I thought that this book would track a little more closely to Nailbiter from Image once the idea of the “Omaha Ripper” came to light- it seemed like a likely conclusion to draw, but was pretty far from the truth, even if her stepdad does come back into the story later on. I liked the sequence where Mali sleeps and dreams, but her dreams are more like flashbacks from these previous lives. Mali has a hard time dealing with these “dreams” and ends up in a sleepwalking-type trance where she attacks her boyfriend in his sleep. They have a big falling out, which just helps to isolate Mali more and more.

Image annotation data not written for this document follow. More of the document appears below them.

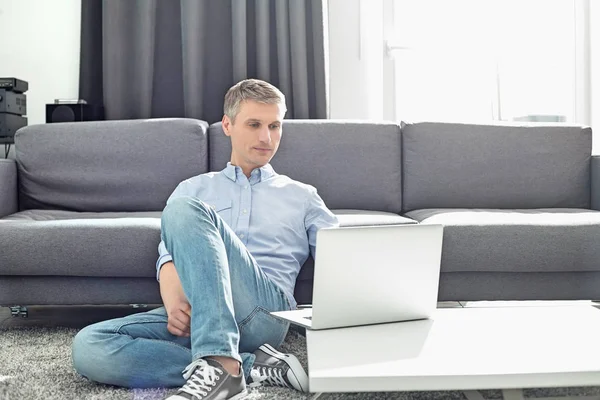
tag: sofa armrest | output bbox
[0,159,19,218]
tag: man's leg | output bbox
[161,197,290,375]
[72,307,192,388]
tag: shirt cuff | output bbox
[156,254,173,281]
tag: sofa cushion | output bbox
[208,120,402,213]
[331,210,417,226]
[0,210,161,278]
[15,118,208,212]
[402,123,592,211]
[406,209,600,272]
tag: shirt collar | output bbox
[222,162,275,182]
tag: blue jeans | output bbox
[72,197,290,387]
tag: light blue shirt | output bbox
[156,163,339,307]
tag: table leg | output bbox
[502,389,525,400]
[463,390,485,400]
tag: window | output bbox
[388,0,590,124]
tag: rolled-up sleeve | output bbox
[156,181,190,281]
[304,186,340,258]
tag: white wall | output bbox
[328,0,395,120]
[328,0,600,154]
[590,0,600,154]
[0,0,81,128]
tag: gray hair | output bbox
[223,79,287,122]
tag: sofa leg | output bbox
[10,306,29,318]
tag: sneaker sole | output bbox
[259,343,308,392]
[228,389,248,400]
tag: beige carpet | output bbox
[0,307,600,400]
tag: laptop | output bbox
[271,224,443,330]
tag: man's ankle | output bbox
[210,356,242,376]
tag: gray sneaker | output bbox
[248,344,308,392]
[167,358,248,400]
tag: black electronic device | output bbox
[0,78,29,93]
[0,113,27,143]
[46,102,104,123]
[0,89,27,115]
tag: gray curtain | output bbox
[79,0,328,122]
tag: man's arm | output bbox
[304,186,340,259]
[156,181,192,281]
[156,181,191,336]
[159,261,192,336]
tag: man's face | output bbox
[223,101,285,175]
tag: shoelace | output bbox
[248,367,289,387]
[179,359,223,399]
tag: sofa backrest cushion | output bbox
[15,118,208,212]
[402,122,592,211]
[208,120,402,213]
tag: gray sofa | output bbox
[0,119,600,306]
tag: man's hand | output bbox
[159,261,192,337]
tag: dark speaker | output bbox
[46,104,104,124]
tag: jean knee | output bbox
[71,325,99,380]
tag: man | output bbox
[73,79,338,400]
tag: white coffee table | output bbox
[306,303,600,399]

The next scene with the character called “Miss Vos” was really interesting. Something akin to the final scene in Scarface, with some Bourne Identity and Kill Bill thrown in together. I liked to see how she worked, being so methodical and precise. The last sequence for the issue was very much a major change of pace for the story- Mali goes to a party, and meets a cute boy, then is accosted by some random and hit over the head with a bottle or something (I am hoping this guy was one of these sort of Eternal Warrior-types, and not just an unhinged homeless weirdo) so her past lives come flooding back to her, and her memories all return in a torrent.

I loved the moment in that final arc, where Mali is on an empty city bus, but the bus isn’t actually empty, because it is filled with the specters of the past warriors that Mali had been. I thought that the image was very potent, and really drove home the concept of the story, without having there be too much “wordy stuff” to get in the way. It was also just a nice, quiet moment- there isn’t any action just then (but there IS action in this story) that really draws the reader (at least, myself) into the story.

I loved the ending of this story- it was ABSOLUTELY unpredictable. I didn’t think that the end of the story would have made it’s way to the point it found itself it, but I really enjoyed it. There was a lot of good things about this book- the artwork is really solid, even though Mali is just a “run of the mill” hipster type. Maybe I thought this book would track similarly to Nailbiter because Jonathan Brandon Sawyer’s artwork reminds me of Mike Hawthorne’s work on that book. I like Christopher Sebela’s storytelling in this book, it is really a fun and engaging read- with lots of good, cinematic moments throughout. This was a book that I was unsure of when I picked it up, but I really think it is worth reading. It isn’t a book for the young’uns (much like the other Boom! Studios books that I picked up thinking they were all-ages, like The Spire) because of all the bloody, violent stuff, but it is definitely worth checking out!